Friday, February 10, 2012

The Last Zombie

Do the living dead deserve the bad rap given to them by movies and popular culture?

FICTION


Copyright © 2012 Postino

Feelings were strong after the story came out on the local news in February, 1976, and Tom Arthur's neighbors were incensed that for ten years he had been keeping his late brother, Roy, in a room in his basement. Someone who knew Roy had died years before called the police after he spotted him pushing a lawnmower in Tom’s front yard. Tom was arrested and Roy, being dead and yet not dead, was taken into custody. A SWAT team was dispatched to the Arthur home, where Tom was handcuffed and Roy was taken down in a show of force completely out of proportion to the situation. At least Tom thought so. Roy, who gave no resistance, was thrown to the floor and cuffed, and a spit mask put over his head lest he bite someone. The police hadn't had a zombie call in ten years. All of the living dead had been taken care of, or so it was thought. But old prejudices die hard. The SWAT team responded to Roy as they would with a raging, flesh-eating, dead-alive ghoul, a creature of the movies but not reality.

Tom called the lawyer who had handled his parents' estate. He and Tom, now free on his own recognizance, sat at a table in the prosecutor's office. Assistant DA Timpkins was reading aloud a law about the handling of a dead body.

Tom's lawyer, Sweeney, said, "Mr. Arthur—Roy—is not strictly a corpse. He can walk. The law is specific about the condition a person is in when he is dead. In that legal framework corpses don't walk."

The truth was, since the zombie episode of 1966 no one in the Pennsylvania legislature had thought to draft any special laws about zombies, because there was no problem. The incident of reanimated dead bodies was over very quickly, never to be repeated. All of the walking dead (less than half a dozen in all of Butler County, where the satellite fell to Earth, and where the radiation bringing back the recently deceased was localized) were rounded up, and the incident put away as an anomaly. Then that movie came out in ‘68, heavily fictionalizing the incident, making the undead look like a surging horde of cannibal ghouls. In 1976 when Tom Arthur was arrested the other so-called zombies were assumed to be back in their graves, but the impressions from the movie were left.
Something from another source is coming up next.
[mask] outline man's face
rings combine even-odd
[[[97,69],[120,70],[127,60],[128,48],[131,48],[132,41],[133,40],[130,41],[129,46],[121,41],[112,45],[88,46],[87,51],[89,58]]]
Sweeney said, "No corpse means Tom can’t be held for desecration of a corpse."

Sweeney and Timpkins argued—actually more of a debate, really—about the strict definition of what Roy was. Sweeney, giving in to the drama inherent in the situation, made a statement, as impassioned as if he were speaking to a jury. "Roy Arthur is not a person, as such. He is a human being, deceased, prepared for burial, who, despite being embalmed, walked home from the undertaking parlor under his own power the night before his funeral. The reason for him being alive in such a form is beyond our understanding. We can’t assume his animation is not the will of God! Roy has some free will to move around, but Roy’s caretaker, his brother, Tom, must tell him everything he wants him to do. Despite Roy’s reappearance going against everything we understand about death, Tom was happy to have seen him again. He loves his brother and was grief stricken when Roy died. Their parents are deceased. Tom has never married. He wants the companionship his brother provides. He takes care of him, loves him, even though Roy cannot speak or interact except at the most basic level. They live in the rundown farmhouse where they grew up. Sometimes Roy does simple tasks. He mows the lawn, for instance, and with Tom getting up there in age he appreciates his brother’s help."

The discussion went back and forth, but in the end charges against Tom Arthur were dropped, and the undead Roy Arthur, walking under his own power, got into in the cab of Tom's pickup truck to be driven home. Roy had fallen into one of those cracks in the legal system: He was legally dead but still walking like a living person. As close as the law could come, Roy was like someone in a persistent vegetative state, being kept alive by machines. Except in this case he wasn't being kept alive by machines, because he didn't need to breathe. All such human functions had ceased at the time of his death in 1966. It was enough to give the DA and all of local law enforcement a massive joint headache, and to be honest, they were glad when Roy Arthur was released. They breathed a collective sigh of relief when Tom's taillights disappeared down the road, away from the Butler County Courthouse.